The primary constraint Premier Li faces is China’s massive debt. Total credit looks like it reached an incredible 198% of GDP by the end of last year. By 2015, that number will hit 245%, according to Francis Cheung of leading brokerage CLSA Securities. Fitch Ratings has just sounded an extraordinary warning on China’s credit creation.
Li Keqiang has few options, and none of them are good. True, he can avoid a day of reckoning by just continuing the lax monetary policy. That course, however, aggravates the underlying debt problem by keeping money cheap and thereby permitting even more bad investment decisions. China has long passed the point of diminishing returns when it comes to debt. In 2007, Wen Jiabao created 83 cents of gross domestic product for every dollar of credit he authorized. Today, Premier Li gets just 17 cents of output for every dollar.
So Li should not expand the money supply, and he cannot tighten credit either, at least without risking a calamity. If even the central government is having problems raising cash, as evidenced by Friday’s auction, just think about the debt-raising difficulties of highly leveraged enterprises, strapped local governments, and shaky banks.

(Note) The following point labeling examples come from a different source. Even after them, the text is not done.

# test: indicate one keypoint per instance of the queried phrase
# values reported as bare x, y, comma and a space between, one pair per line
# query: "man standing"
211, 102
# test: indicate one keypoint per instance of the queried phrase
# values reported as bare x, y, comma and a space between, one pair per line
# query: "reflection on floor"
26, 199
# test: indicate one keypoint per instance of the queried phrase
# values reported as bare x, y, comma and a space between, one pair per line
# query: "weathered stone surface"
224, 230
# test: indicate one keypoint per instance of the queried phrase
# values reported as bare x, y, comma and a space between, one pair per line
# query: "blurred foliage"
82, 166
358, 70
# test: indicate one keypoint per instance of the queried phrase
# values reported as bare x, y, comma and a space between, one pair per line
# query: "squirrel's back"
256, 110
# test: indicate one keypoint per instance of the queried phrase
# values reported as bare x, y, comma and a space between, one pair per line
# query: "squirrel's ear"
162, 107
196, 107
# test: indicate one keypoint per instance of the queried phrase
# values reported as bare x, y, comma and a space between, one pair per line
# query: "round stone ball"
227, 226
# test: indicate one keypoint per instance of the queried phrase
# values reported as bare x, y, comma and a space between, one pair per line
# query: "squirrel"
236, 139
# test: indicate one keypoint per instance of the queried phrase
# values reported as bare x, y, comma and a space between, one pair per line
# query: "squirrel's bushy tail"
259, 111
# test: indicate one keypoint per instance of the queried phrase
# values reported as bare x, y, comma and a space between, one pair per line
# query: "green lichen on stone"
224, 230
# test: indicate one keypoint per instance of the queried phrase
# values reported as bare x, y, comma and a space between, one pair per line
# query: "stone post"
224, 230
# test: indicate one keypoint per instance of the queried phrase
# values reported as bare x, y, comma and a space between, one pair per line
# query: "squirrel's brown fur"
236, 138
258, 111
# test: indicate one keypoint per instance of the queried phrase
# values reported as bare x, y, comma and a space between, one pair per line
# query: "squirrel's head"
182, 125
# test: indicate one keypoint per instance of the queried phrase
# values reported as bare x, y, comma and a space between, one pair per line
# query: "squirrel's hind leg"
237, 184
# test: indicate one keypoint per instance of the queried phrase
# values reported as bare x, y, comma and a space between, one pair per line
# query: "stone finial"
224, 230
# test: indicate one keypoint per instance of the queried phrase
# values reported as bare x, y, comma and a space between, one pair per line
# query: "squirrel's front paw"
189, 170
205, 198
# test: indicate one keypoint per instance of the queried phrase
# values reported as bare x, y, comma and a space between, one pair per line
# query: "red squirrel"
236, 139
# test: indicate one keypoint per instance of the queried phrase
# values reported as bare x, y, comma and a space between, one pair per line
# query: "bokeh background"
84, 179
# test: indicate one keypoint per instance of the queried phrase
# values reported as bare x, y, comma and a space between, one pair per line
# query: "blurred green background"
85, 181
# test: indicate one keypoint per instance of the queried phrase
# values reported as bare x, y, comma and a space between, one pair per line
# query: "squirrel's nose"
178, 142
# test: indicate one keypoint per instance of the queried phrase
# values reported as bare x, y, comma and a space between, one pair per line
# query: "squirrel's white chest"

Shaky banks? The China Banking Regulatory Commission has tried to rein in the issuers of the absurdly dangerous wealth management products, which have been accumulating short-term liabilities while holding long-term assets, and the notorious “shadow bankers.”
The CBRC’s crackdown is already sending shivers through China’s creaky financial system. For instance, China Everbright Bank defaulted on a 6-billion-yuan interbank loan on the 6th of this month. Reuters reports rumors that several banks have recently failed to meet interbank obligations.
The defaults mean it is unlikely Beijing will be pushing up rates soon. As HSBC economist Frederic Neumann told Reuters in the middle of last week, “The constraint here is that we have such high levels of leverage that it is hard to raise interest rates without doing tremendous economic damage.”
China’s economy, in the words of Forbes contributor Kenneth Rapoza, “is firing blanks” at a time that money is pouring out of Asia and heading for either the U.S. or nations that are considered proxies for the U.S. Funds left China following Fed Chairman Bernanke’s comments last month suggesting the “tapering” of his quantitative easing program. A record $1.5 billion was withdrawn from Chinese shares and bonds in the week ending June 5, and the outflow looks like it has continued since then.
No one likes what they are seeing in China, where the numbers get worse as each month passes. Investment banks and the multilateral institutions are lowering forecasts, currency bets point to a 2.2% fall in the renminbi against the dollar over the course of a year, and China’s stock market index hit a six-month low at the end of last week. The official Xinhua News Agency referred to comments from a Chinese analyst to the effect that liquidity shortages created “panic” in the equity markets this month.
China’s economy has always relied on money coming from the outside to keep it going, and now the inflow is becoming an outflow. As trends begin to run against China, Premier Li has few tools at his disposal and little margin for error.